Marilyn James was given a 14 day conditional sentence to be served at home for standing in the way of Galena Contracting’s James Hascarl as he headed for work one day after the injunction was issued March 3.
But she told the court she would not obey the conditions of the sentence.
“You may as well throw the book at me…I have no plan whatsoever to comply with that order,” she told BC Supreme Court Justice Mark McEwan when he handed down the sentence.
James and fellow protester Dennis Zarelli were arrested by RCMP on the morning of March 4 for refusing to stand aside when loggers came to work. They were released from jail that evening after signing an undertaking that they would not return to the protest site at the Perry Ridge camp.
The pair was charged with criminal contempt for breaching the injunction prohibiting interference with Galena Contracting’s logging on Perry Ridge.

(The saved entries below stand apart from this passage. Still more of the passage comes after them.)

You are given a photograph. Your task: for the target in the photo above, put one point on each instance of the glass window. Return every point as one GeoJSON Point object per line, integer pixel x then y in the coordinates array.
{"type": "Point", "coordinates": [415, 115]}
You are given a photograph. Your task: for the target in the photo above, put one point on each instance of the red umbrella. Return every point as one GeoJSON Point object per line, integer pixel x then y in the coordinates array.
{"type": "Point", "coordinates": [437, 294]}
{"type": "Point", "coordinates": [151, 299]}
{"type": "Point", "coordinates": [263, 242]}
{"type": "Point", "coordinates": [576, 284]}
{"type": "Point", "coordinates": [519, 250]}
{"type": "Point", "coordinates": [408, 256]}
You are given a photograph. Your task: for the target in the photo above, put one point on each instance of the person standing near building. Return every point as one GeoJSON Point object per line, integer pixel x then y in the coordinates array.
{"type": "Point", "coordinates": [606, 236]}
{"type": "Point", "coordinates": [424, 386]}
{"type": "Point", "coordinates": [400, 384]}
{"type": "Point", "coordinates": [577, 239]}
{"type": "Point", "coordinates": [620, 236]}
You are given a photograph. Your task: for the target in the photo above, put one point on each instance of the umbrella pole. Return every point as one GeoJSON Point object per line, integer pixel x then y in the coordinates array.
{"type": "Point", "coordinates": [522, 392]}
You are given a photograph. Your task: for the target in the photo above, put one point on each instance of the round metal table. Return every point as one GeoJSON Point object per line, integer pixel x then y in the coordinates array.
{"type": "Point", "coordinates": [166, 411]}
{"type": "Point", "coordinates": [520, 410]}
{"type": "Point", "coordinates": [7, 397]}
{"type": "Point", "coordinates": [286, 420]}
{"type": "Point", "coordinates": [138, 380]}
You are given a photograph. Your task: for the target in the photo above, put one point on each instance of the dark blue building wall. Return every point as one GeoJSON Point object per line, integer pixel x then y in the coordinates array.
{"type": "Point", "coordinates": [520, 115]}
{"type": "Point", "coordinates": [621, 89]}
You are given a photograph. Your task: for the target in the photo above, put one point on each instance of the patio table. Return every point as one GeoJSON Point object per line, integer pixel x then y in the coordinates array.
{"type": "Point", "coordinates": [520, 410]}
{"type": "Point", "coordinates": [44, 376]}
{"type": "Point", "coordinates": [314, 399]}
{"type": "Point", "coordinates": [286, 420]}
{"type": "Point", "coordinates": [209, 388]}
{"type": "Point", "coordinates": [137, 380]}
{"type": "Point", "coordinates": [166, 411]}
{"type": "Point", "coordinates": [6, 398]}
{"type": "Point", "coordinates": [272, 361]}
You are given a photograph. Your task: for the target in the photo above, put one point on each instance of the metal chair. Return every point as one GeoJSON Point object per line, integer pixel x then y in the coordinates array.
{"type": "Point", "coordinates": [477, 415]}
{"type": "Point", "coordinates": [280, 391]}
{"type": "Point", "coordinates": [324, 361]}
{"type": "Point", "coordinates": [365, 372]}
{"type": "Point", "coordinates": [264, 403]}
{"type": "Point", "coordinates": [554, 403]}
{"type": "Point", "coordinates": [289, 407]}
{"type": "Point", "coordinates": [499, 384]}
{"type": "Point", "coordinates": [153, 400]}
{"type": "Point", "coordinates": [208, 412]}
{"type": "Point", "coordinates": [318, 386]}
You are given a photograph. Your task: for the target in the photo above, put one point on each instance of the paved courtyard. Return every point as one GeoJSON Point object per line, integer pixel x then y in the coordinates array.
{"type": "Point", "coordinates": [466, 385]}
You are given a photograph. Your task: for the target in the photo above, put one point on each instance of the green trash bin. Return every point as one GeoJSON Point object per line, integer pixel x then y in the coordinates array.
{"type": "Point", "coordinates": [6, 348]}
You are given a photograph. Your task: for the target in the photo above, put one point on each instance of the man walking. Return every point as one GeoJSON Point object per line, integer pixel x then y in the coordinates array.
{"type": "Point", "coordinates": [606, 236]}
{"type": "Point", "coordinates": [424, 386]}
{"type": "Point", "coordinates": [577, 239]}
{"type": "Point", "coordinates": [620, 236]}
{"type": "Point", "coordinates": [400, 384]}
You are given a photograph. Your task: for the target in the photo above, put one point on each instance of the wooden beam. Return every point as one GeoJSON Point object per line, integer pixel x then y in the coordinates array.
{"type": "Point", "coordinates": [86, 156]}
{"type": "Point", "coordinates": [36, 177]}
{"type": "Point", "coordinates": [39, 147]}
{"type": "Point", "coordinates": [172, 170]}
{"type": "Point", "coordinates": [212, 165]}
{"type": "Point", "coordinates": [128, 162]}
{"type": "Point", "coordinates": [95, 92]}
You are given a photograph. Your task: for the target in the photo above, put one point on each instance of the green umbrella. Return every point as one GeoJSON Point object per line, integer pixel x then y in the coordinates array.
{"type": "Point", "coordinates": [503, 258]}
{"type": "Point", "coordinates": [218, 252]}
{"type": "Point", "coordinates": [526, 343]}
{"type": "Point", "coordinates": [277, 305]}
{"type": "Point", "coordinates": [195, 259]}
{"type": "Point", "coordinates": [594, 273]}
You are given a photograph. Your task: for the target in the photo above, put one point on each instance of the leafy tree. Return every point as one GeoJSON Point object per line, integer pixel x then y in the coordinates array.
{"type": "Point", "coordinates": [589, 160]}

Zarelli eventually pleaded guilty to the charge in May and received a conditional 14 day sentence which he served from his home.
But Marilyn James pled not guilty and elected a trial, which was heard over a three day period. Her defence was that Galena owner Ray Hascarl had a key to the gate, and she didn’t, and crews were already working on the road.
She argued that she did not prevent Galena Contracting from working.
But Justice McEwan ruled that the intent of James and Zarelli physically standing on the road was clear and that James had been overhead asking supporters to join her at the site when she was at the courthouse the day before.
“The gate is not an issue. I am convinced beyond a reasonable doubt that free passage was impeded,” the Judge said.
“You publicly defied an injunction and committed a criminal act in doing so.”
James, who has said all along that the land in question is on unceded Sinixt territory, was asked to comment on a proper sentence for her after the guilty verdict was read.
“What this court does is highly unjust to Indian people,” James told Justice McEwan.
“I don’t believe that I broke any laws. I don’t believe that I don’t have any rights. I don’t believe that you aren’t causing me any harm, because you are.
“You should prosecute me to the full extent of the law.”
Crown counsel had no submission for sentencing so Justice McEwan ruled that it would be fair to give James the same sentence he gave Zarelli.
About two dozen Sinixt supporters were on hand for the sentencing and held a brief rally outside the courthouse when the hearing was over.